Schon gleich zu Beginn erläutert der Film mit Voice-Over einen zeitgeschichtlichen Abriss der Ereignisse, die dem Film voran gegangen sind. Aus Pseudo-News und Bildern des Kurzfilms wird kurz erklärt, was erklärt werden muss. Dabei merkt der Zuschauer relativ schnell, dass sich hinter dem Film eine beißende Allegorie auf die, vorzugsweise lateinamerikanischen, Einwanderer in den USA verbirgt. Genau wie die, mit Superkräften ausgestatteten, Protagonisten in CODE 8 waren auch die Einwanderer und Arbeiter einst eine wichtige Stütze für die amerikanische Wirtschaft. In Zeiten der technischen Revolution und Trump sind diese günstigen Arbeitskräfte ein zunehmendes Dorn im Auge der gehobeneren Schichten. Auch sie schlagen sich oft mit kleinen, schlecht bezahlten Jobs durch das Leben. Jeff Chan verweist recht offenherzig auf diese Tatsachen und geht mit seinem kritischen Subtext nicht sonderlich subtil um, was aber nicht schlecht ist. Ganz im Gegenteil, die politischen Motive geben dem Film einen gewissen, nachvollziehbaren Unterbau.

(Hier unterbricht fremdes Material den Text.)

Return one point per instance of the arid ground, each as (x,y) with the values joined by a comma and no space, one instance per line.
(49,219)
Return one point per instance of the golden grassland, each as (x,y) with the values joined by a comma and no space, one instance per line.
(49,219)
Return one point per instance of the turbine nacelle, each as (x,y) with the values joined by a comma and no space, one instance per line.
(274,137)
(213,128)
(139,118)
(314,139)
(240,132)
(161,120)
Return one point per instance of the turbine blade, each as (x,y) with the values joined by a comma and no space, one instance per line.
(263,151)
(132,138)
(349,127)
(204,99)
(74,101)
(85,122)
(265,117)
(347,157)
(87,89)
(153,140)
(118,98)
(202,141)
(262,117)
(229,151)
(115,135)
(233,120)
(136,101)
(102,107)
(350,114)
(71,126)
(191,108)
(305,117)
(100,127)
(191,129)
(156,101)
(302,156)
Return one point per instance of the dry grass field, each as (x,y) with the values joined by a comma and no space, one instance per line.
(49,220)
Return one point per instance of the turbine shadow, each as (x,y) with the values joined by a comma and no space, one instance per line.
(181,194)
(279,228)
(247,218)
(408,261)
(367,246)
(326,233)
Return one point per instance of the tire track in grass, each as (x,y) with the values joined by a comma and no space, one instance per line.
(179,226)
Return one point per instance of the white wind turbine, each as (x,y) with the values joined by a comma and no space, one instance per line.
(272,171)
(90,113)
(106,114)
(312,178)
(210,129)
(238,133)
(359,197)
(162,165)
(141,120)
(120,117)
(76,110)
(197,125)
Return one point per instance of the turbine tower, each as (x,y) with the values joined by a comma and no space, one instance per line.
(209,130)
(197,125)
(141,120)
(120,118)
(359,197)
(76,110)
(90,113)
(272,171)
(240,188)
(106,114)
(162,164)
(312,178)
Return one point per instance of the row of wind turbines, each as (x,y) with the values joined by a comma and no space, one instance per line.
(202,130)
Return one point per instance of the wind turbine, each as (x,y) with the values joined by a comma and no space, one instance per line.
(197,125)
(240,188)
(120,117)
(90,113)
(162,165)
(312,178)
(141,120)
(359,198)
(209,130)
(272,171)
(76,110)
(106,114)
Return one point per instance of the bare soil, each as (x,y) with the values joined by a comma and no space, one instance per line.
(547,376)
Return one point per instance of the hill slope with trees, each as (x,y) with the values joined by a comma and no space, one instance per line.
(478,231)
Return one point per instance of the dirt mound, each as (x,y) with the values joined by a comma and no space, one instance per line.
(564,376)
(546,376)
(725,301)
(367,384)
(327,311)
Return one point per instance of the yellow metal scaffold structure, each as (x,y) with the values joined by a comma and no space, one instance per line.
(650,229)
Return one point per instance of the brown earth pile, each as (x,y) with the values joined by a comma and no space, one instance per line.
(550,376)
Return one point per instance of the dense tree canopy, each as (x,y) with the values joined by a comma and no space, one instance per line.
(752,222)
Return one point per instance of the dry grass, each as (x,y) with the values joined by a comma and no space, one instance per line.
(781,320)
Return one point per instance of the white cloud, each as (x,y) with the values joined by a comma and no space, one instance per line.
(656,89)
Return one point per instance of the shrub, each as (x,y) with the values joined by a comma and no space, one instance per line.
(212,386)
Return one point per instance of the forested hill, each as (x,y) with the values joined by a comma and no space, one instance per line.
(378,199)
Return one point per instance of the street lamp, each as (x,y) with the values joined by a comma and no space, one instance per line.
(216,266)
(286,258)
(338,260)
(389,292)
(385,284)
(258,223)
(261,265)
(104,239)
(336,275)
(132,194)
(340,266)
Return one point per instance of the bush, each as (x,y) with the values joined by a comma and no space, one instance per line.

Es ist ein smarter Schachzug, dieses Problem auf das Thema „Superhelden“ zu münzen und gibt dem Film gleichzeitig eine gewisse Eigenständigkeit. Wäre dieses Element nicht vorhanden, würde die Story auch als klassischer Thriller-Plot durchgehen und ebenfalls funktionieren, dann wäre es aber letztlich nur ein klassischer Thriller-Plot ohne Alleinstellungsmerkmal. Das Drehbuch folgt etablierten Mustern, vom innerlich zerrissenen Protagonisten, über Heist-Klischees und gewisse Figuren-Bausteine ist alles vertreten. Erfreulicherweise haben die Macher aber auch eigene Ideen, um abwechlungsreiche Unterhaltung zu bieten. So schafft es der Film, durchgängig interessant und spannend zu bleiben und nebenbei eine funktionierende Welt voller Drohnen-Überwachung und staatlicher Regularien zu etablieren, die unsere Figuren erst antreibt. Dabei werden zwar auch gewisse Klischees bedient, diese bleiben aber erfreulicherweise im Hintergrund. Trotzdem wäre der Film noch etwas besser geraten, wenn man sich in vielen Szenen nicht zu viel auf die Allegorie, sondern mehr auf die Story konzentrieren würde.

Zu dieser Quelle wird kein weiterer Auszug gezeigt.